El Caso de Liz Spooner

Durante los días difíciles después de que Liz Spooner, de 72 años, tuviera la pierna amputada en el Hospital Royal Cornwall Truro, un incidente destaca particularmente. Faye Harrison, hija de Liz, recuerda una conversación con Hopper sobre la cirugía de su madre y notó que llevaba palos metálicos saliendo de sus pantalones. Esta experiencia generó preguntas en la familia y preocupaciones sobre la seguridad de los pacientes tratados por Hopper.
Antecedentes y Ascenso del Dr. Neil Hopper
Hopper era un figura conocida en el campo de la cirugía vascular, habiendo recibido múltiples reconocimientos por su trabajo. Incluso se postuló para ser astronauta con la Agencia Espacial Europea. A pesar de su estatus de alto perfil, la vida personal de Hopper era cualquier cosa sino convencional. En mayo de 2019, perdió ambas piernas debido a autolesiones derivadas de un fetichismo. Su audaz retorno como cirujano disminuido con protesis visibles causó sensación y le valió numerosos premios.
Condena y Desarrollo Subsecuente
En septiembre de 2025, Hopper fue condenado por fraude por representación falsa y tres cargos de posesión de pornografía extremadamente explícita. Reconoció que se había autolesionado debido a un fetichismo por mutilación, lo que causó shock en Faye Harrison y otros miembros familiares de Liz, quienes se sintieron enfermos sabiendo que el hombre al que confiaban con la cuidado de su ser querido no era quien decía ser.

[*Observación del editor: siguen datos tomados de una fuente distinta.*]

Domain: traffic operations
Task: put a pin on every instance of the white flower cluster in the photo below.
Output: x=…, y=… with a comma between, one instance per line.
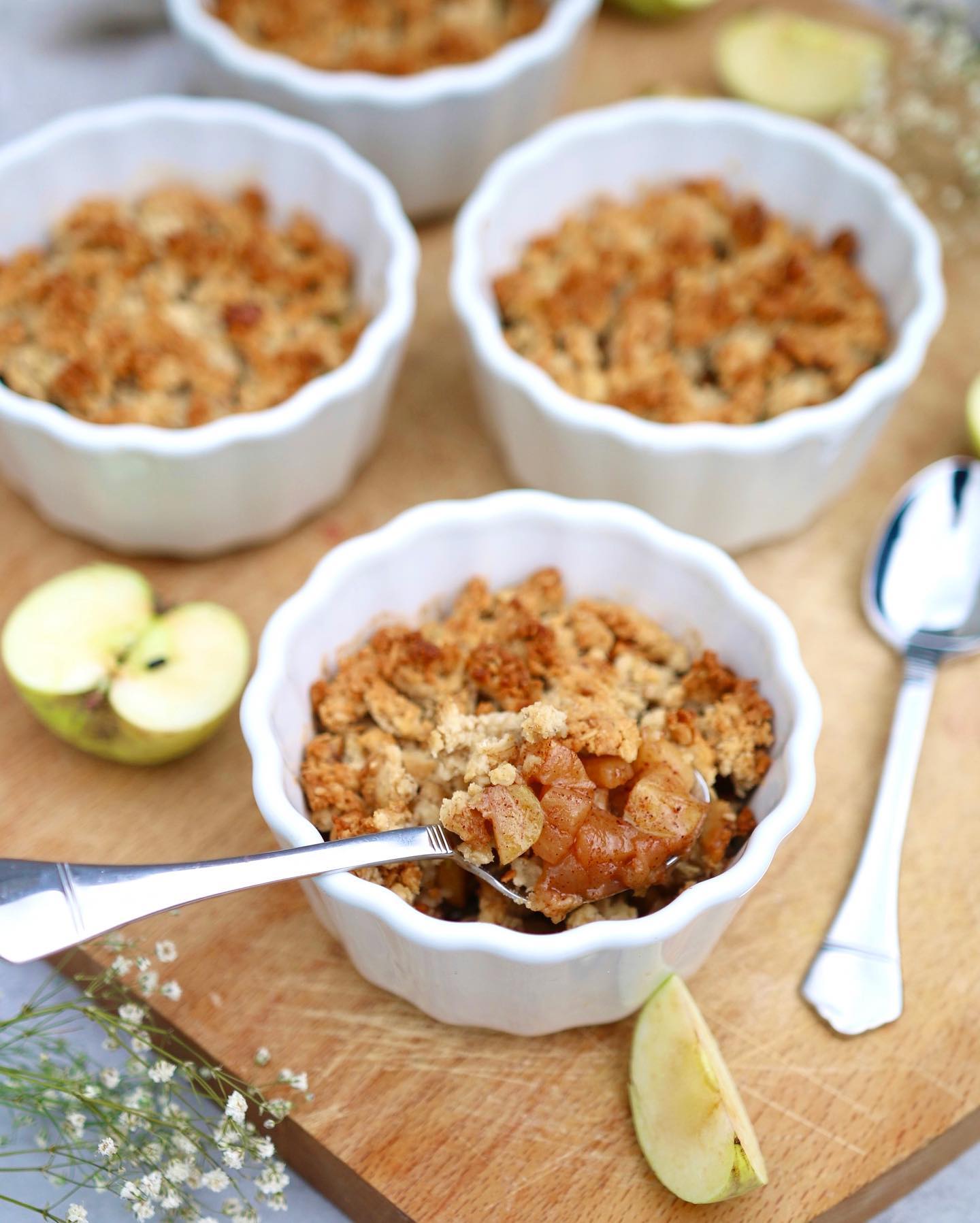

Reconfortantes del NHS Royal Cornwall Hospitals
Tras la condena de Hopper, el NHS Royal Cornwall Hospital emitió un comunicado en el que aseguró a los ciudadanos que investigaciones exhaustivas no revelaron evidencia alguna de riesgo o daño para pacientes en sus instalaciones. No obstante, Faye Harrison y otros ex pacientes siguen siendo escépticos, cuestionando cómo un cirujano con tal historia personal turbulenta pudo ser considerado seguro para los pacientes.
Conclusión
El caso de Neil Hopper ha resaltado la necesidad de mayor supervisión y transparencia en el mundo médico. Aunque es un ejemplo extremo, sirve como recordatorio de que incluso médicos altamente respetados pueden ocultar problemas personales graves. Mientras las preguntas continúan sobre los pacientes de Hopper, se ponen en relieve las implicaciones más amplias para la confianza y la responsabilidad en las prácticas del cuidado médico.